After the best part of nine years with us, both of our cats have suddenly stopped using the cat flap to come in the house. Going out is fine, but neither appear to be able (willing?) to use it to come in. If we hold it open, they come in no problem and you can hear the magnetic lock click open.

So is it a phobia? Do they not like the cleaning fluid Alex uses when she cleans the tunnel part? Or are we being taken for fools, particularly by Lil? I ask because this morning she came and sat back on the back door step and miowed at me from the other side of the cat flap. She fixed me with her gimlet stare, then looked up pointedly at the door handle, looked again at me and again at the door handle as if to say "Well, get on with it then!"

So I did.

Mug.

Wednesday, June 28, 2006

Strange Brew

My Dad was diagnosed with prostate cancer last week so today he went for a series of scans to see if it has spread. Of course, being Dad, nothing is ever straight forward, as he couldn't have an MRI due to his pace maker (Do you know, I'm almost convinced he enjoys being an awkward so and so :-) )

His first scan was at 8am this morning, but his second wasn't until 2.15. This one required him to be injected three hours before, so his bones would show up nicely.

"So what did you do then, hang around the coffee bar?" I asked.

"Yes," he replied. "They said I could go into Oxford to stroll around if I wanted, but I had to stay away from pregnant women and children, so I thought it was easier to stay there."

Pregnant women and children? Turns out it wasn't a dye he was being injected with (silly me), and he had to stay way from vulnerable groups as he would be fairly radioactive for some hours before and after the scan...

Nice.

Apparently, he also had to keep his fluids up during the wait to ensure the marker had circulated sufficiently into his marrow, so this makes the patients pee quite a bit. Everynight, the nurses have to sweep through the patient toilets with a Geiger counter to sure it's safe enough for the cleaners to enter them. Sometimes it's not. Perhaps that's the explosive result of having a vindaloo the night before one of these scans ... radioactive poo!
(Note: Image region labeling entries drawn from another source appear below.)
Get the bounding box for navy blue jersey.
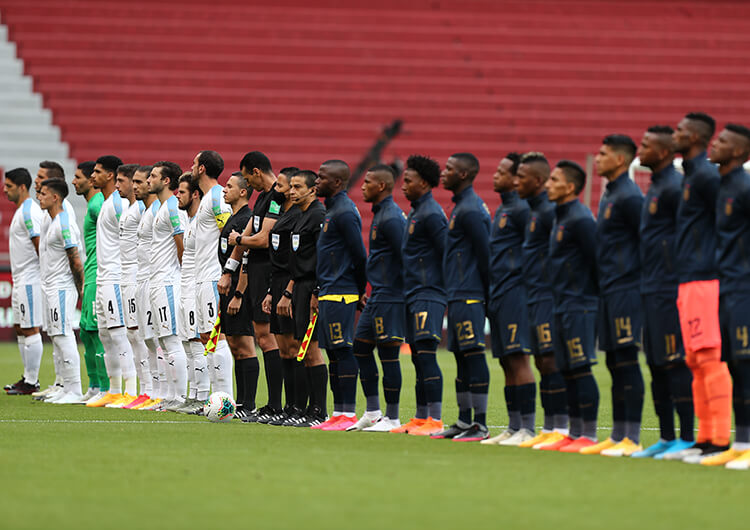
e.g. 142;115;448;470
443;186;491;302
716;165;750;294
549;199;599;313
490;191;530;300
640;164;682;293
522;191;555;305
317;191;367;295
367;195;406;302
401;192;448;304
675;151;720;283
596;171;643;293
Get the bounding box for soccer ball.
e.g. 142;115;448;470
203;392;237;422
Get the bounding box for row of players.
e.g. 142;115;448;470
4;113;750;467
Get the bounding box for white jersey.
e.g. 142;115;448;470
96;190;122;285
8;198;45;286
151;195;187;289
195;184;232;282
120;197;146;285
135;199;161;284
180;216;196;292
39;211;81;293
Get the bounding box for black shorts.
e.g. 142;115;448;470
270;272;294;335
219;272;253;337
641;290;684;366
245;261;271;324
292;280;318;341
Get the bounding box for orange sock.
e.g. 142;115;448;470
702;361;732;445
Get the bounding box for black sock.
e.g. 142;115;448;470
307;364;328;416
281;357;297;407
263;349;284;410
649;365;675;441
378;345;401;419
244;357;260;410
234;359;247;410
516;383;536;432
354;340;380;404
336;348;360;413
294;361;310;410
667;361;695;442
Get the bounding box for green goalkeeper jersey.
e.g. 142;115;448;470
83;192;104;285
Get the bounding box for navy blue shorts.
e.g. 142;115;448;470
641;291;685;366
405;300;445;345
448;300;486;353
552;311;596;372
354;302;406;344
529;300;555;355
487;285;531;359
597;289;643;351
316;294;357;350
719;292;750;362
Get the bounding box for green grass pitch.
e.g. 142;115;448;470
0;343;750;530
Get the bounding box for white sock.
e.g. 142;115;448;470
23;333;44;385
52;334;81;395
162;335;187;401
214;340;234;396
190;341;213;401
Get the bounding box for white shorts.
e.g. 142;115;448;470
135;281;155;340
120;283;138;328
96;284;125;329
178;296;200;340
46;289;78;337
10;284;44;328
195;282;219;333
151;285;180;338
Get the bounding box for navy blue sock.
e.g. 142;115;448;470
649;365;675;441
516;383;536;432
336;348;359;413
453;352;471;425
667;361;695;442
354;340;380;410
382;345;401;419
409;344;427;419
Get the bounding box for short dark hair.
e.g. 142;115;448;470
5;167;31;190
406;155;440;188
96;155;122;175
724;123;750;141
292;169;318;188
198;151;224;179
153;160;182;191
39;160;65;179
280;166;299;177
42;179;68;199
685;112;716;145
240;151;273;173
602;134;638;161
505;152;521;175
117;164;139;180
555;160;586;195
78;160;96;178
451;153;479;178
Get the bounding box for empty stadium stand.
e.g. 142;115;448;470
0;0;750;225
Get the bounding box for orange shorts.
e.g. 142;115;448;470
677;280;721;353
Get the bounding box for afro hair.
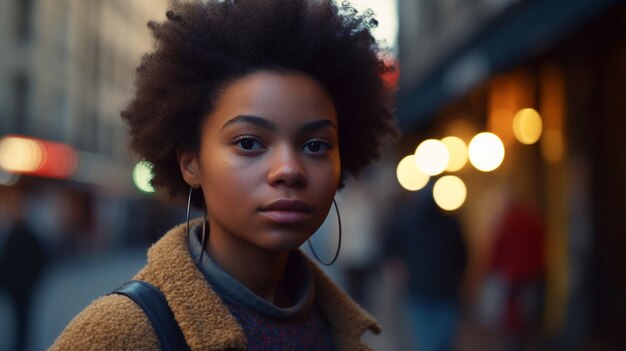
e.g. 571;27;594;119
122;0;396;207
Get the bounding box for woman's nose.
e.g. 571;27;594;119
267;146;306;187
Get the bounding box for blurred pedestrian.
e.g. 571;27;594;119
479;199;545;350
0;191;46;351
386;188;467;351
52;0;395;350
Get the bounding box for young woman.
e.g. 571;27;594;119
52;0;395;350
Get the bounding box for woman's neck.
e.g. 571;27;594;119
205;233;289;306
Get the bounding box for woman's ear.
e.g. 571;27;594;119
176;149;200;186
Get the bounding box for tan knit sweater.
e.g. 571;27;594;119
50;224;380;351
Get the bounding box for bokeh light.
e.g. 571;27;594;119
415;139;450;176
468;132;504;172
433;175;467;211
396;155;430;191
441;136;467;172
541;129;565;162
0;168;20;186
513;108;543;145
133;161;155;193
0;136;45;173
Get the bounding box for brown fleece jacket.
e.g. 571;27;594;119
50;224;380;351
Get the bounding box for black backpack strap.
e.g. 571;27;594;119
111;280;189;351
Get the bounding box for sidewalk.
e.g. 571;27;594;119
0;250;146;350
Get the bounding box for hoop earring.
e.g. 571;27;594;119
187;185;206;264
306;199;341;266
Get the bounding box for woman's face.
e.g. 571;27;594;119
180;71;341;251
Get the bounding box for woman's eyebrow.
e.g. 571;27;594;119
222;115;276;131
300;119;337;133
222;115;337;133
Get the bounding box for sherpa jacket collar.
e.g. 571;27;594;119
134;221;380;350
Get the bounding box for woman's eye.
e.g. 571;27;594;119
303;140;330;154
233;135;265;151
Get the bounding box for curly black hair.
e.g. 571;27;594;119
122;0;396;207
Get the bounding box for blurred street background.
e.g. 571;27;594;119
0;0;626;351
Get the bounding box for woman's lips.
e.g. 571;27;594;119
261;211;311;223
259;199;313;223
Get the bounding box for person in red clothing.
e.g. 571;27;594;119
482;201;545;343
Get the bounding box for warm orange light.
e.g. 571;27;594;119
513;108;543;145
441;136;467;172
468;132;504;172
0;136;45;173
415;139;450;176
0;135;78;178
433;175;467;211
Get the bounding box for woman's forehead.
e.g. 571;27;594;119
207;72;337;133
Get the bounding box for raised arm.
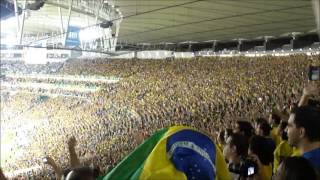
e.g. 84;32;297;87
43;156;63;180
298;82;320;106
68;136;80;168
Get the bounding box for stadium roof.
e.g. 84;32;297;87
1;0;316;44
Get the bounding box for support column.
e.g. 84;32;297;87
13;0;20;34
212;40;218;52
237;39;242;52
63;0;73;46
312;0;320;37
19;0;27;45
57;0;64;34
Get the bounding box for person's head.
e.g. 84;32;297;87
277;121;288;141
224;128;233;140
223;133;249;162
66;167;99;180
253;117;267;133
248;136;274;165
287;106;320;146
274;157;319;180
269;112;281;126
234;121;253;138
256;121;271;136
218;130;226;145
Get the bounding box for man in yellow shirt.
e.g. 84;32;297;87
273;121;293;173
268;112;281;146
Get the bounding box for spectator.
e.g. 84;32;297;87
248;136;273;180
223;133;249;180
234;121;253;139
274;157;319;180
269;112;281;146
287;106;320;170
273;121;293;173
256;118;276;154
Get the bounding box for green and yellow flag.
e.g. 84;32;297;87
103;126;231;180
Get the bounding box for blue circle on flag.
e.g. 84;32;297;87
166;130;216;180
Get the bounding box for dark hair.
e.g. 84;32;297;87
66;167;99;180
249;136;274;165
230;133;249;157
279;121;288;140
292;106;320;142
271;113;281;125
225;128;233;137
258;121;271;136
218;130;226;143
255;117;268;125
237;121;253;138
282;157;319;180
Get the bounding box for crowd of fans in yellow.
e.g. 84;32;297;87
1;55;320;178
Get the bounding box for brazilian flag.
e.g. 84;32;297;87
102;126;231;180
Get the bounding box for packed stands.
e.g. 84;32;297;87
1;55;320;179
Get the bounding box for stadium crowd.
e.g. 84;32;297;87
1;55;320;180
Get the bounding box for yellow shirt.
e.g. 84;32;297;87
273;140;293;173
215;143;231;180
261;164;272;180
271;127;281;146
291;147;302;157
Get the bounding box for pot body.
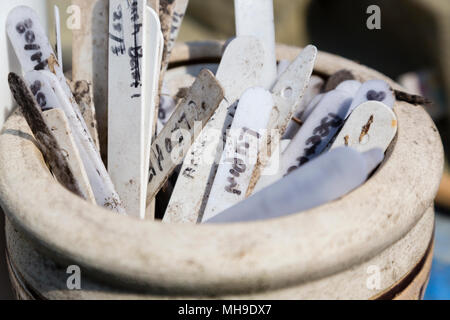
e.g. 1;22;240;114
0;42;443;299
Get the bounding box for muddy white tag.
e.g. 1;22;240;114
163;37;264;222
73;0;109;161
68;80;100;151
8;72;84;197
234;0;277;89
261;139;291;176
108;0;152;217
6;6;101;165
6;6;71;100
44;108;96;204
256;84;360;190
141;6;164;218
246;45;317;196
53;5;64;70
147;69;223;203
344;80;395;118
283;75;324;139
25;70;125;213
202;87;274;220
206;147;384;223
331;101;397;152
162;0;189;70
It reminded me of something that happened to me about 12 years ago, when I was still working at Sellafield (before I had my Damascene conversion to teaching). I was on a placement to the R&D labs and whilst there, I cut my finger on a cable tie inside a glovebox when I was taking samples for analysis. The lab did handle plutonium (although the glovebox I was working in at the time wasn't a plute glovebox) so I needed to report this cut and get monitored. This took the form of a full body sweep by Health Physics and then urine analysis over a period of time.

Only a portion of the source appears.